On 22 December, Bruce walked along the beach among the seals. “I am feeling tired and fat and old, cannot bear to look down to see the rings of fat that have been added to my waist over the last few weeks . . . I must unburden myself and go where the tourists are not.” On Christmas Eve, travelling by bus, he reached the village of Gaiman, 20 miles inland.
Gaiman’s schoolteacher was Albina Zampini. Her father was a Jones who had arrived in 1886. She took pity on Bruce and invited him to a Christmas Eve party at the house of her sister, Vally Pugh. “Poor chap, he didn’t have any presents so I gave him a linen handkerchief. He was eating
turron
, a hard candy, which he said reminded him of the mylodon. The main subject on his mind was that giant sloth.”

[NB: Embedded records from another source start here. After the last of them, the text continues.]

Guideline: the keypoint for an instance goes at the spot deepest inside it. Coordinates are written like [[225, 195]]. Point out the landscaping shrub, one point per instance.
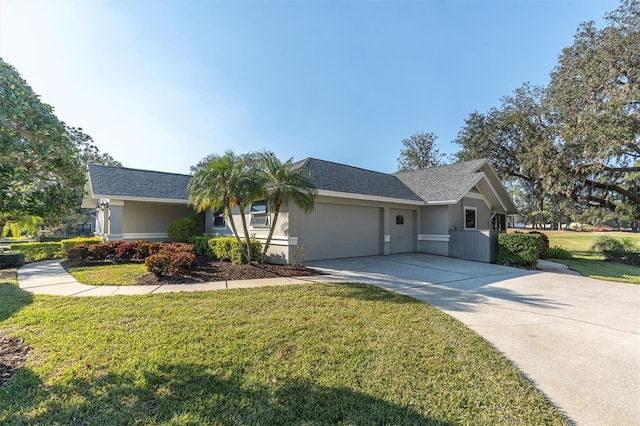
[[157, 263], [202, 247], [34, 252], [172, 259], [184, 228], [519, 249], [544, 244], [11, 259], [65, 245], [622, 250], [227, 249], [78, 252], [50, 239], [605, 242], [102, 251], [126, 251], [221, 247], [557, 252]]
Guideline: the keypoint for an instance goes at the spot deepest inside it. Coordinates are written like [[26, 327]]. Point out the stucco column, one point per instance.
[[386, 231], [114, 227]]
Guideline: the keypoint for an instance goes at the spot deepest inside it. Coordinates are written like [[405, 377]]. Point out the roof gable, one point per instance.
[[329, 176], [122, 182], [448, 184]]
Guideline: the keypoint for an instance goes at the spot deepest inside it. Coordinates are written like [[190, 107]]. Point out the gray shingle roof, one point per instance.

Albina introduced Bruce to Enrique Fernandez, a young musician, who became his guide. In the book, Bruce calls him “Anselmo” and writes that when he played Chopin “you could imagine you were in the presence of a genius”. Enrique died of AIDS in May 1990, but a photograph kept by his mother shows a young man of 26 in a brown jersey with both hands on the piano. He has a long nose and a moustache. Bruce told at least two people that he seduced Enrique, although his notebook makes no reference to this.
On Christmas Day, Enrique took Bruce to the smallholding belonging to his friend Edmundo Williams. Edmundo and his brother Geralt showed Bruce the contents of the adobe house, a collection of Welsh relics which Bruce photographed, and afterwards Geralt drove him to church in a 1958 Dodge.
Edmundo took intense exception to the few lines Bruce wrote about him. It is not too much to say that they changed his life. His resentment illustrates a sentiment widely held: whereas V. S. Naipaul insulted the important, powerful people when he wrote about Argentina (in
The Return of Eva Perón)
, Bruce upset the little people, those who could not answer back.
Bruce called Edmundo “Euan” and suggested, subtly, that because he was single he was other things too. This infuriated Edmundo. He had received this stranger politely. He knew nothing about appearing in a book and suddenly, two years later, other strangers start coming to his door asking personal questions he does not want to answer. Through his fleeting appearance in
In Patagonia
, people have assumed an intimate knowledge of him he was rarely prepared to give anyone. It was Edmundo’s link with Enrique which was especially damaging and misleading, as the book recasts Edmundo in a role Bruce, off the record, later acknowledged as his own. He wrote to a friend: “What I took OUT of that story was the head falling backwards at the end of the mazurka . . . and lifting him off the piano stool into the bedroom.”